Aside: Stretching my race analogy a bit, there are some rather famous race events where uncompetitive participants or spectators influence the final results by using negative tactics. That can help a selected participant to move up in the field on a relative basis, especially if the uncompetitive influencers direct the negative tactics against a participant that is performing well strictly on merit. End Aside.
Gregory Boyce, the CEO of Peabody Coal, recently published a presentation that unabashedly touts the strengths of his company’s product and describes why that product has successfully performed in markets around the world for more than 150 years. The presentation, dated September 14, 2010, is titled Energizing the World: One BTU at a Time: Equal Energy Access: The Power of Coal.

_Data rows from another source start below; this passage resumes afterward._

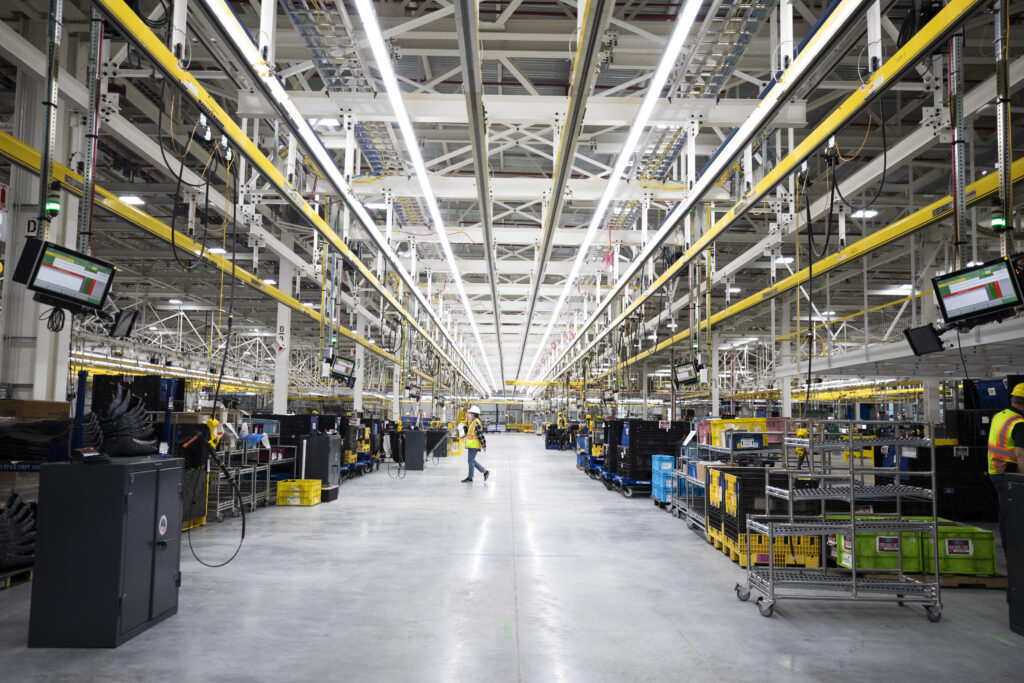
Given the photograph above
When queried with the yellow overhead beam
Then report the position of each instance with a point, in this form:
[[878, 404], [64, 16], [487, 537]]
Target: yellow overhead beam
[[934, 212], [135, 30], [29, 159], [950, 15]]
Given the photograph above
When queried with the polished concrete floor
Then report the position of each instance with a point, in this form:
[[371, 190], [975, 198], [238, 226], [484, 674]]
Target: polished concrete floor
[[539, 574]]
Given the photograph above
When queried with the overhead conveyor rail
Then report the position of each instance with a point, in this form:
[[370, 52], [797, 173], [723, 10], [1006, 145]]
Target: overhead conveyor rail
[[983, 188], [136, 31], [930, 35]]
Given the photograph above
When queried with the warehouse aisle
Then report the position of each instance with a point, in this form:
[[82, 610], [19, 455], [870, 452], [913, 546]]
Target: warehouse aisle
[[539, 574]]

The presentation includes 25 pages of statistics, photos, charts and graphs that show why coal is so important in producing affordable energy. It also includes several slides that do a good job of identifying the impact that affordable energy can have for individual and national prosperity. In many ways, that portion of the slide show reminds me of the facts and figures that Bob Hargraves uses in his Aim High presentation to explain why he is so excited about the potential for thorium energy.
The big difference between the presentations is that Bob is a retired professor on a mission to introduce a fuel source that currently has little to no presence in the market. In contrast, Boyce is the CEO of one of the largest companies in the United States who is selling a product that has a 50% share of the world’s enormous energy market. Boyce’s message will probably get a bit more media exposure because his company and its fellow coal producers can afford to buy more commercials.

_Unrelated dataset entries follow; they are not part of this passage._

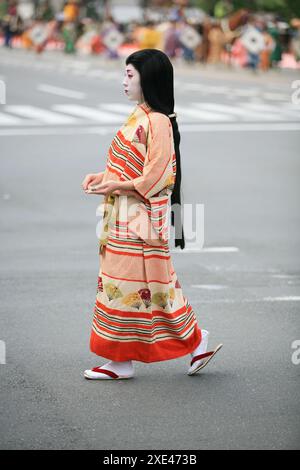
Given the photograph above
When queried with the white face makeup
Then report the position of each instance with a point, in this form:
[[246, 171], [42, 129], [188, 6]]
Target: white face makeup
[[131, 83]]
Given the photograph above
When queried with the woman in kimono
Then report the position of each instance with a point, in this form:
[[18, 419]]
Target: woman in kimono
[[140, 311]]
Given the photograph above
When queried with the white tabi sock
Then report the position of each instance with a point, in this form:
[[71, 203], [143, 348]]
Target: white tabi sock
[[202, 348]]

The presentation’s concluding slide attempts to be straightforward about the challenges that coal faces and the industry’s vision for improving in its admitted weak areas. In the style of a strong competitor who throws down the gauntlet to his rivals, Boyce is aggressively predicting that coal will win in at least half of the market battles for new power generation. Here are the final take aways from the slide show.
One of the most interesting slides in the deck is one that directly confronts the fact that there are some coal detractors who have a goal of zeroing out coal combustion. The slide header says Zero Out Coal? No Energy Alternative Can Even Come Close. It lists the number of alternative power systems or the increase in those power systems that would be required for the task of beating coal out of the market. According to Peabody’s calculations knocking coal out of the ring would require one of the following:
The message is that coal is not going to give up its market dominance anytime soon. The companies involved in the business are not going to drop out of the marathon just because they seem to be approaching “the wall”.
As an aggressive competitor, however, the nuclear industry would have a reasonable chance of catching up and reducing the lead that coal built during its 100 year head start. Our fuel source is cheaper and more abundant. We have already demonstrated the plants that are very close to zero emission – even including all lifetime contributions from the construction process. To draw even and then pass coal, we only have to build about as many new nuclear plants as the coal industry plans to build in its program to replace traditional coal plants with Supercritical and Ultrasupercritical.
Notice – the Peabody states a goal of 1,000 GW – that is 1,000 new plants each producing a Gigawatt of power – as just part of its plan for future development. That is a similar number to the 1,150 large nuclear plants that Peabody has computed would push coal out of the market altogether.
What effect would it have on coal consumption if the rest of the world combined would just match China’s current goal of 400 GWe of nuclear capacity by 2050? Perhaps if the nuclear industry’s leaders were as confident and aggressive about the benefits of their products as Boyce is about his company’s product, the nuclear industry would work harder to make up ground in its long running race with coal.
The world would prosper from a true competition that ensures that all participants provide a complete product and take care of the wastes that their processes create. It would push all fuel sources to improve and reduce their environmental impacts. It would help drive some of the unproductive costs and project delays out of the nuclear industry and keep the focus on safe, reliable operation. Competition is good, greed and market domination are not.